Radiation therapy is a conventional strategy for treating advanced lung cancer yet is accompanied by serious side-effects. Its combination with other strategies, such as antiangiogenesis and gene therapy, has shown excellent prospects. As one of the potent endogenous vascular inhibitors, endostatin has been widely used in the antiangiogenic gene therapy of tumors. In the present study, LL/2 cells were infected with a recombinant adenovirus encoding endostatin (Ad-endostatin) to express endostatin. The results showed that LL/2 cells infected with the Ad-endostatin efficiently and longlastingly expressed endostatin. In order to further explore the role of Ad-endostatin combined with irradiation in the treatment of cancer, a murine lung cancer model was established and treated with Ad-endostatin combined with low-dose irradiation.

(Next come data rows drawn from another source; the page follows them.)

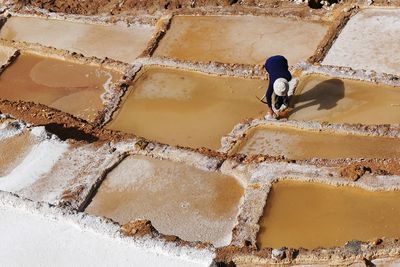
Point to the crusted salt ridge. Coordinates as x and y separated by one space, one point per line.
103 19
39 161
74 176
208 162
348 73
10 127
190 252
237 70
260 177
111 90
239 132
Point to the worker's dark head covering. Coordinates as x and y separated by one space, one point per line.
277 67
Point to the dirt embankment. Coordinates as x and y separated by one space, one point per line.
62 124
92 7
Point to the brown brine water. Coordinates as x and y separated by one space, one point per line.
346 101
296 143
187 108
193 204
311 215
240 39
67 86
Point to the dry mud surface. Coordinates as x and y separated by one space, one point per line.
128 145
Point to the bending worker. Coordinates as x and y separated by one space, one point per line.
281 86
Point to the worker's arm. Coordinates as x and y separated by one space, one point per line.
268 98
292 86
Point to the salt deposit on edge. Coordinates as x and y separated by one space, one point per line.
35 234
39 161
368 41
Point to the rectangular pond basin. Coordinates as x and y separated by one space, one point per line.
187 108
368 42
240 39
112 41
67 86
179 200
311 215
296 143
322 98
26 155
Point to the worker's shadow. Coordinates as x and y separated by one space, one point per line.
325 95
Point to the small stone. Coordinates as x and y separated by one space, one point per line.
353 247
278 254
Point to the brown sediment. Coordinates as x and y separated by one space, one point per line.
181 200
333 32
118 42
38 115
186 108
311 215
64 85
297 144
336 100
233 41
354 253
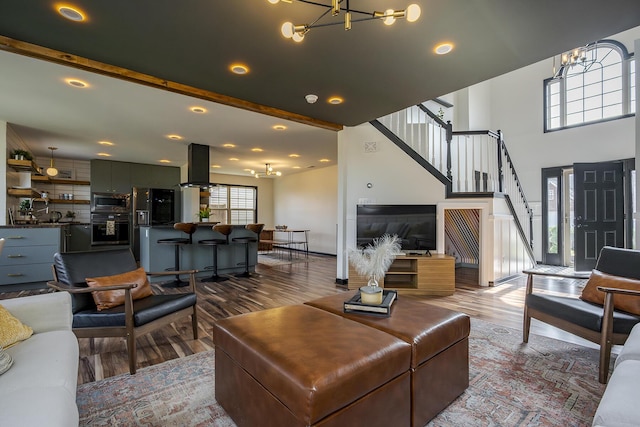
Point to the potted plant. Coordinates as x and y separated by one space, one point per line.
19 154
204 213
373 262
24 207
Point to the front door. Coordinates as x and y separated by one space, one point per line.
599 210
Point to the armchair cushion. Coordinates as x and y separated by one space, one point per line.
628 303
113 298
145 311
12 330
579 312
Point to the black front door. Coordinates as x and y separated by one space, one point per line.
599 210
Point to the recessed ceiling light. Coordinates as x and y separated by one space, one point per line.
443 48
71 13
239 69
76 83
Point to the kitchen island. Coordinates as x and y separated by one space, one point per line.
155 257
28 251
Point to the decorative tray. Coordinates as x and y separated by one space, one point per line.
354 304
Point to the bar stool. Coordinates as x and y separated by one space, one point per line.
225 230
186 227
257 229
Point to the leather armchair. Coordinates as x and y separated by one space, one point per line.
601 324
135 317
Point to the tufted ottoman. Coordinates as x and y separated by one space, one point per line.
301 366
440 349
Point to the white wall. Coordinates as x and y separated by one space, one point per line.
395 178
4 153
514 102
308 201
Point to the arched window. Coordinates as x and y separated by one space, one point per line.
600 88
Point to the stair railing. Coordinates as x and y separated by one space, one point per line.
470 163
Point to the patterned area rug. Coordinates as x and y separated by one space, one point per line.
544 383
282 258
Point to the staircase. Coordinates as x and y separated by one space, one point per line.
470 164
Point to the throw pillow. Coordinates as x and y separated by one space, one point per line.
628 303
113 298
12 330
5 361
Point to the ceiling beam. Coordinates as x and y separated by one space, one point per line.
51 55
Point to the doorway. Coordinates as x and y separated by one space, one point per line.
584 207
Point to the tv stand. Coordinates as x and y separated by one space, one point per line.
428 274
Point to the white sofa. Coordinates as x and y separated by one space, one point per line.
40 388
619 404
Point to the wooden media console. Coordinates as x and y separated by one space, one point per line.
427 275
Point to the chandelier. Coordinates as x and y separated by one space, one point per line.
268 171
389 16
584 56
51 170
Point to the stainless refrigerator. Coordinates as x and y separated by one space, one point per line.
150 206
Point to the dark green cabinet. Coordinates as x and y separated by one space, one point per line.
118 177
110 177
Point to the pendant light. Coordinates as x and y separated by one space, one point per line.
51 170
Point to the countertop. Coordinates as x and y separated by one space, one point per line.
44 225
199 224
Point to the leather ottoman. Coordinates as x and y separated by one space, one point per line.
440 349
301 366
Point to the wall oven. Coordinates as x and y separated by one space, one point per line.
109 228
110 202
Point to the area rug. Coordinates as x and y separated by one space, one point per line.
544 383
282 258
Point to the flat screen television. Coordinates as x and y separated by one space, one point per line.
415 225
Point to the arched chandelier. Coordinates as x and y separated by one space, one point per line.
389 16
268 171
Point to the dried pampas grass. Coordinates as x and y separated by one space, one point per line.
374 260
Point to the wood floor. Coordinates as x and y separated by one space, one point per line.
274 286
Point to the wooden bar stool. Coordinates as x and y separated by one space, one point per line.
177 242
225 230
257 229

The results showed that the combination treatment markedly inhibited tumor growth and metastasis, and prolonged the survival time of the tumor-bearing mice. Furthermore, this significant antitumor activity was associated with lower levels of microvessel density and anoxia factors in the Ad-Endo combined with irradiation group, and with an increased apoptotic index of tumor cells. In addition, no serious side-effects were noted in the combination group. Based on our findings, Ad-endostatin combined with low-dose irradiation may be a rational alternative treatment for lung cancer and other solid tumors.